Momma said knock you out
I didn't want to miss the chance to blog about an anesthesia paper I saw in ACS Chemical Biology. :)
ACS Chem. Biol. 2006, 1, 377-384.
A synthetic organic chemist may scoff at the structural simplicity of anesthetics like halothane and isoflurane (see figure), but there's no doubt that the effects they have on our physiology are very complex. These compounds bring on amnesia (unconsciousness/ unawareness), analgesia (pain relief), and paralysis, and all of these effects are completely reversible.
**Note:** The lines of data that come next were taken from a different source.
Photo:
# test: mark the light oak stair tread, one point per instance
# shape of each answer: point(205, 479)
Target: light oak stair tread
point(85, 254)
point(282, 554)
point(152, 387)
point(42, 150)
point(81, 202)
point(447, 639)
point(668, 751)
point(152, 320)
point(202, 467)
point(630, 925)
When a new anesthetic emerges, it's important to figure out the molecular mechanisms behind its activity, but researchers are still very much in the dark in this area.
It doesn't help matters that these molecules are challenging to work with in the lab. They're volatile (evaporate easily), and they don't have a very strong binding affinity for their target(s). The latter is a good thing since you want your anesthetic to wear off!
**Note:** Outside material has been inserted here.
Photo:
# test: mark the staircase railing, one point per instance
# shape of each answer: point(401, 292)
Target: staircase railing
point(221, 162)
There is some data available about binding sites and targets for older anesthetics called haloalkanes (halothane is in this category), but those molecules really aren't used in human patients anymore because of their toxicity profiles. The goal of this paper is to develop a tool to get the same kind of data on the stuff we're actually using, the haloethers (like isoflurane).
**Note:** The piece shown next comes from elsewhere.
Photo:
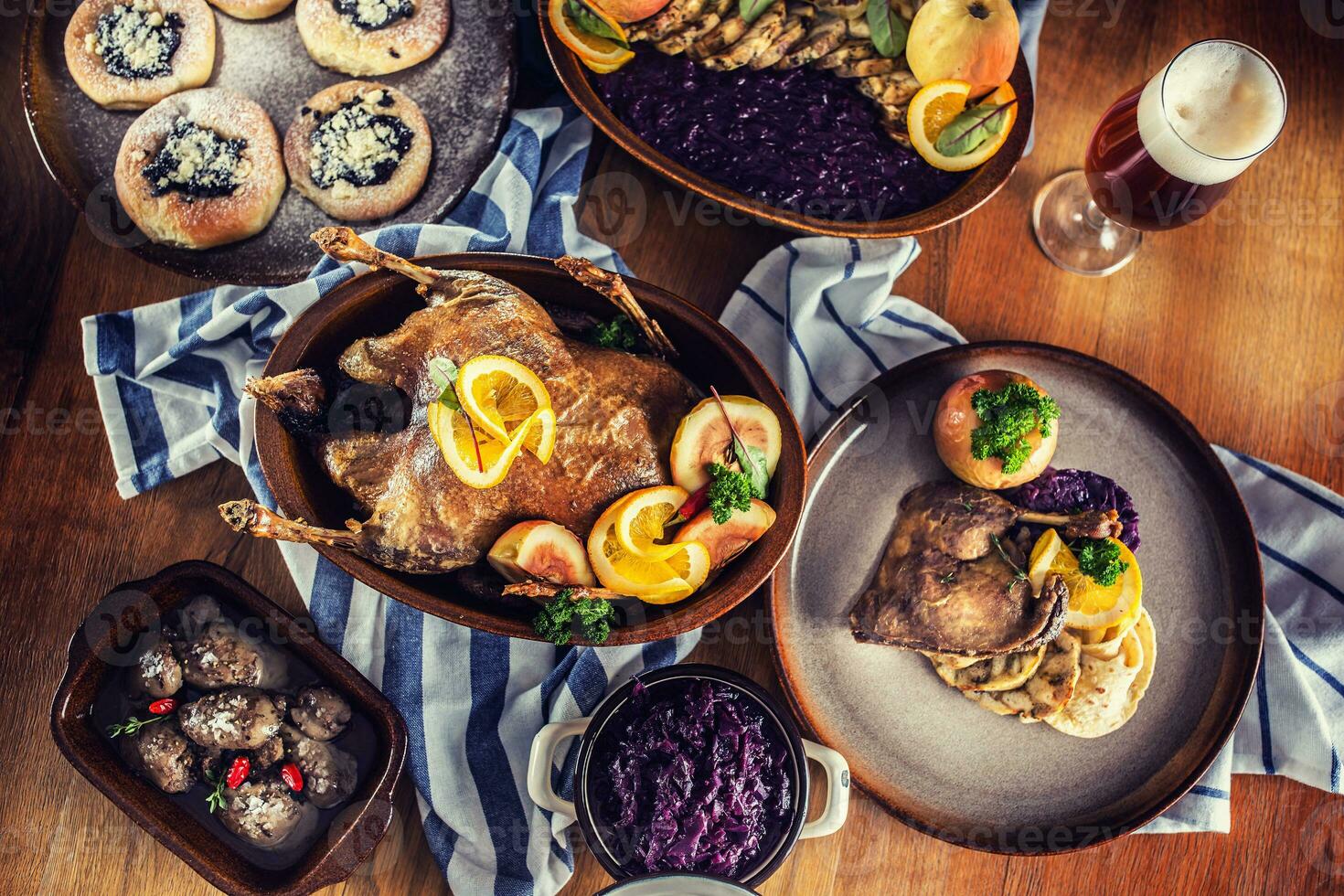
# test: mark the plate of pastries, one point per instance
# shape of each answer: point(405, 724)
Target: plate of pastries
point(214, 137)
To solve the low binding affinity problem, Xi and colleagues designed an isoflurane mimic (see figure) that's photoactivatable. The molecule resembles isoflurane, but it contains some chemical bonds that will break down when you shine light of a certain energy on them. Once that happens, what's left is a reactive species that they anticipated would latch onto a target, allowing them to better examine the interaction.
The conclusion of the paper was that the photoactivatable isoflurane mimic is a valid tool for research in this area. It behaves similarly to isoflurane in the petri dish and in animal tests, and binds to a known isoflurane target in a very similar place.
I did notice a couple of minor nomenclature errors in the paper: Isoflurane is 1-chloro-2,2,2-trifluoroethyl difluoroMETHYL ether, and the analogous correction also goes for desflurane.
The reactive group that the researchers engineered is called a carbene. An explanation of what that is is beyond the scope of this blog, but not of this website. Maybe someone who remembers carbene reactivity better than I do can answer the question they pose in the text: Is there an amino acid residue with which the UV-generated carbene won't react? They propose mutagenesis experiments, and I'm sure you can just buy a kit somewhere that'll take care of that, but there must be some references are already out there on this. The whole train of thought began when they didn't see the expected reactivity with tyrosine. It seems like they're trying to determine whether it's a question of intrinsic reactivity or just the molecule's "fit" in the cavity.
To do: the authors mentioned that the more old-school haloalkane anesthetics like halothane were used to fish out potential targets for interaction through photolabeling in complex mixtures. I'd like to see that experiment done with this analog. This kind of experiment has already been done in many other systems (for example, see here). I guess it just depends on how easily they can incorporate a visualization element.